Der “Panzerbär” ist wieder da. Das in den letzten Tagen des 2. Weltkriegs in sieben Ausgaben erschienene “Kampfblatt für die Verteidigung Gross-Berlins” wurde zwar nicht neu aufgelegt, doch jetzt hat es die FAZ übernommen, Gastbeiträge im Geiste dieser Frontzeitung unredigiert zu drucken. “Wann raffen wir uns endlich auf ?” fragt ein Landser der ganz alten Schule, Wolf Poulet, und führen statt “perpetuierter Gutmenschlichkeit” und „2.0-Abbitte für Adolf Hitler“ endlich wieder ordentliche Angriffskriege ? Wer in unserer “friedensverstiegenen Generation” sorgt dafür, dass die Bundeswehr endlich ihre  “ca. 4500” Panzer wieder kriegt, die sie im Kalten Krieg vor 1989 befehligte: “Heute sind es noch zwischen 225 und 300”. Klar, dass Gross-Berlin damit nicht zu halten sein wird, gegen die aggressive Übermacht der  Roten Armee von Stalin aka Putin.  Und gegen die Islamisten überall, und die ganzen Flüchtlinge. Halb Afrika sitzt schon auf gepackten Koffern! Und das nur, weil Westerwelle und Merkel “durchdrungen von ihrer Friedensneigung” den Libyen-Einsatz verweigerten, und an der “Seite von Russen und Chinesen für Enthaltung stimmten.” Was soll man von einer Pfarrerstochter und einem Homo auch erwarten, außer dass sie mit dem Iwan und den Schlitzaugen paktieren und  die Alliierten “desavouieren” – bei ihrem großartigen Libyen-Einsatz, dank dem jetzt der IS und Al Qaida in Tripolis regieren.
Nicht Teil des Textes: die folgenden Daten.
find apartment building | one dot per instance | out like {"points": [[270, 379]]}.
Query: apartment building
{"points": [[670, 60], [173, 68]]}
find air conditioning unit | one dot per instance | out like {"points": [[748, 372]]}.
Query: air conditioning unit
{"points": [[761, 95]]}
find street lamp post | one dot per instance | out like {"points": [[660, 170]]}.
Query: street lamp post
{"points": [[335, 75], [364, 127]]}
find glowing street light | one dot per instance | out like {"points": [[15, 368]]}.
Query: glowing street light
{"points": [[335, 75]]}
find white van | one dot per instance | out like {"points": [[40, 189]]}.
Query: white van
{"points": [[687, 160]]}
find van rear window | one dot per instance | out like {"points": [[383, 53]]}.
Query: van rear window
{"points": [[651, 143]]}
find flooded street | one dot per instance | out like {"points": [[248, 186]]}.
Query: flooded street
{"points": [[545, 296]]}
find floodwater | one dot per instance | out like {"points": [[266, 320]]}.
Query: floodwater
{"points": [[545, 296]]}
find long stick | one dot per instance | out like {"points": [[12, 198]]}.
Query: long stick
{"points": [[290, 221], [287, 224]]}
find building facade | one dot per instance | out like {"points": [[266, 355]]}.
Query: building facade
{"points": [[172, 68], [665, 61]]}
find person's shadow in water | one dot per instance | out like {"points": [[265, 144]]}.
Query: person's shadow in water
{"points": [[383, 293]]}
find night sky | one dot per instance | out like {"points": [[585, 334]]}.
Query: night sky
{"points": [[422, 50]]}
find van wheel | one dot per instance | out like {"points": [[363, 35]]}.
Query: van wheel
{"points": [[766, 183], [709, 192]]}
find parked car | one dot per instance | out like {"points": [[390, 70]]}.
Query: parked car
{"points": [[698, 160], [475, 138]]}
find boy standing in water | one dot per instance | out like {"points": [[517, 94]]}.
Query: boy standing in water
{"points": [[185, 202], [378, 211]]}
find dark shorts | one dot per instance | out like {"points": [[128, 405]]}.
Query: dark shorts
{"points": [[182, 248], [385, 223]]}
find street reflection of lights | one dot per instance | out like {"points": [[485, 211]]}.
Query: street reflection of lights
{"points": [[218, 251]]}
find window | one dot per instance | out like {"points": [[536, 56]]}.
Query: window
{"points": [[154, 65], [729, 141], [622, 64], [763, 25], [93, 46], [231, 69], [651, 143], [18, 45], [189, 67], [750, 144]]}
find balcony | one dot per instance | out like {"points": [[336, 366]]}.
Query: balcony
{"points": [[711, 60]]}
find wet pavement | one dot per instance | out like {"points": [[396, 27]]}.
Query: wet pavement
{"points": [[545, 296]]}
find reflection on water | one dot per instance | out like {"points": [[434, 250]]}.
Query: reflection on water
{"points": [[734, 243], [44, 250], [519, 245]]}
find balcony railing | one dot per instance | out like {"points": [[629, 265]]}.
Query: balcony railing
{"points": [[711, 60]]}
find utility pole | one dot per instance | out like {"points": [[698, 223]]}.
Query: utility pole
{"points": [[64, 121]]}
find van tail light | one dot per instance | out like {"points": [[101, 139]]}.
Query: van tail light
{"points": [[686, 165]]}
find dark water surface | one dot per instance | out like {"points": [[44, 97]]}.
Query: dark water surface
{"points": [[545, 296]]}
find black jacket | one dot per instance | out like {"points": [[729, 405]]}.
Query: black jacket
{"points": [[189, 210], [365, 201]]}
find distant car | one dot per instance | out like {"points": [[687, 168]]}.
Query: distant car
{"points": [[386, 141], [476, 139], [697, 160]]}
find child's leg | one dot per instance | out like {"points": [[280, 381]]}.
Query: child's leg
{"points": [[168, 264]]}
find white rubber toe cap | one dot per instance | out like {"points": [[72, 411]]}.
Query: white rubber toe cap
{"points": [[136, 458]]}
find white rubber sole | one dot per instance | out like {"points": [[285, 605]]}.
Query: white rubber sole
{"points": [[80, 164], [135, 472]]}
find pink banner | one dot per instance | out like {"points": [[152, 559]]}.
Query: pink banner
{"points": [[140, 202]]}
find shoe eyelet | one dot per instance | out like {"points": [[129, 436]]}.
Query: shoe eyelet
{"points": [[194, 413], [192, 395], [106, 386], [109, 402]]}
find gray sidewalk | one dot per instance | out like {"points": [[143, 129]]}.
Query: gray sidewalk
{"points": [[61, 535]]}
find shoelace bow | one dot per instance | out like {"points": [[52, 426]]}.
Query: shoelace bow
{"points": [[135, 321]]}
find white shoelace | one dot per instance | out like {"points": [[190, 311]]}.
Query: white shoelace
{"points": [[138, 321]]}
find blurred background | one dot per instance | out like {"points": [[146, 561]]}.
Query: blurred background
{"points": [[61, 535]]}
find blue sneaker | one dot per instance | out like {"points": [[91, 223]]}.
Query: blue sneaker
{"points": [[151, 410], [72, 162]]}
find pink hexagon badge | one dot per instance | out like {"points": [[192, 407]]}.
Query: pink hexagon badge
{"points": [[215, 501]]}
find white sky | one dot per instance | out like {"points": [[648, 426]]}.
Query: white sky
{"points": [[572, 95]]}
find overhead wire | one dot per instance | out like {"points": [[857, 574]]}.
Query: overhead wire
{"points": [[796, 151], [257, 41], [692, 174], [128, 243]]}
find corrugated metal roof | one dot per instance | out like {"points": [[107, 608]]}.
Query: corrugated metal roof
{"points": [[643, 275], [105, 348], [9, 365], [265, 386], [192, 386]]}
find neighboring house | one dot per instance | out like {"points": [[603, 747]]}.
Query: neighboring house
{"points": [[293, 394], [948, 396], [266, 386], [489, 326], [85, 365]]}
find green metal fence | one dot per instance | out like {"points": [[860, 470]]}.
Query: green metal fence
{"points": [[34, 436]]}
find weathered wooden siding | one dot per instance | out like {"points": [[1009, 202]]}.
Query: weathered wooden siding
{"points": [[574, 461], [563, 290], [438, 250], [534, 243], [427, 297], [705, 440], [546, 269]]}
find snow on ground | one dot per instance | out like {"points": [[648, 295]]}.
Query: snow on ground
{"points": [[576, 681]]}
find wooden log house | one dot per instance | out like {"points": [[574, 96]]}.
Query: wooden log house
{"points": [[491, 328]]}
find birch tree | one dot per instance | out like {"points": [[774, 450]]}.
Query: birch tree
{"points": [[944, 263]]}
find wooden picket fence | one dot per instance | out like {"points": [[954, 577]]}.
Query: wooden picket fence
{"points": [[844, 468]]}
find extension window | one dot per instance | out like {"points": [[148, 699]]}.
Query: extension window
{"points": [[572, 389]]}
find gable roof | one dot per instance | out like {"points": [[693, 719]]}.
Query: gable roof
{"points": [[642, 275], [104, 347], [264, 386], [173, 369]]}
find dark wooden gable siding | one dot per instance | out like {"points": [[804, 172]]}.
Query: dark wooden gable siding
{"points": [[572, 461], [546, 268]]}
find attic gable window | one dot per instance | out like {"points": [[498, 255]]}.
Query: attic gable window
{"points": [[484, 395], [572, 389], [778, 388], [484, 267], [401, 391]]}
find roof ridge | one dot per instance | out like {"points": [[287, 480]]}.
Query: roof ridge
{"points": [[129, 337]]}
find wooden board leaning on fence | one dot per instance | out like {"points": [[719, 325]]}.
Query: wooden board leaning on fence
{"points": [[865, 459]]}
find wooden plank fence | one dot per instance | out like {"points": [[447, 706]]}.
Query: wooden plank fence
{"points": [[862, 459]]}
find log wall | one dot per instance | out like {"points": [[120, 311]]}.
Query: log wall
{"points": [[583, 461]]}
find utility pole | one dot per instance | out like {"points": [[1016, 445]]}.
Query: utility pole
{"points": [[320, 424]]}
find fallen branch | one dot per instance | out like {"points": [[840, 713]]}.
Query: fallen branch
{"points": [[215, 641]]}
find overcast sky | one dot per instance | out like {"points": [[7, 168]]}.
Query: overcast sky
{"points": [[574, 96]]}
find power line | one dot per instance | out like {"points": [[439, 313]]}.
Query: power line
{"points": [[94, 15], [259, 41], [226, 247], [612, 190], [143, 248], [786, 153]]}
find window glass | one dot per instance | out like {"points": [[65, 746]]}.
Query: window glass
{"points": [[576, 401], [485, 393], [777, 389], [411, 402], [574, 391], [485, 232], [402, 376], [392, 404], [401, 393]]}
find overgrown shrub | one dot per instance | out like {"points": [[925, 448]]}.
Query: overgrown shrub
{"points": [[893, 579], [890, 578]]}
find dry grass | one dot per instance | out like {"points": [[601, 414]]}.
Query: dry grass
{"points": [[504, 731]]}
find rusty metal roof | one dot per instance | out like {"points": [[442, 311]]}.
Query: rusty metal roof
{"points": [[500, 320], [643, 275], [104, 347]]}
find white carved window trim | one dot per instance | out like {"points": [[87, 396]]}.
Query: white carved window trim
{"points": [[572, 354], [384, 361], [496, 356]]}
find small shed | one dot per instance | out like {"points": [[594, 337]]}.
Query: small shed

Mit 4500 Bundeswehr-Panzern (Rommel 2.0!) wär’ das natürlich nicht passiert.  Zudem würde der “Abbau der unspezifischen Friedensverstiegenheit” zu Hause zum Aufbau  der  “nationalen Verteidigungsfähigkeit” beitragen und verhindern, dass  “Parteien mit verquaster chauvinistischer Heilslehre” an die Regierung kommen. Wer also Pegida & AfD verhindern will, muss die Abbitte für Adi einfach mal stecken lassen und wieder ein paar ordentliche “Kampfeinsätze” hinlegen.  Mit Hitlary als voraussichtlicher Präsidentin wird es auf jeden Fall reichlich Gelegenheit geben…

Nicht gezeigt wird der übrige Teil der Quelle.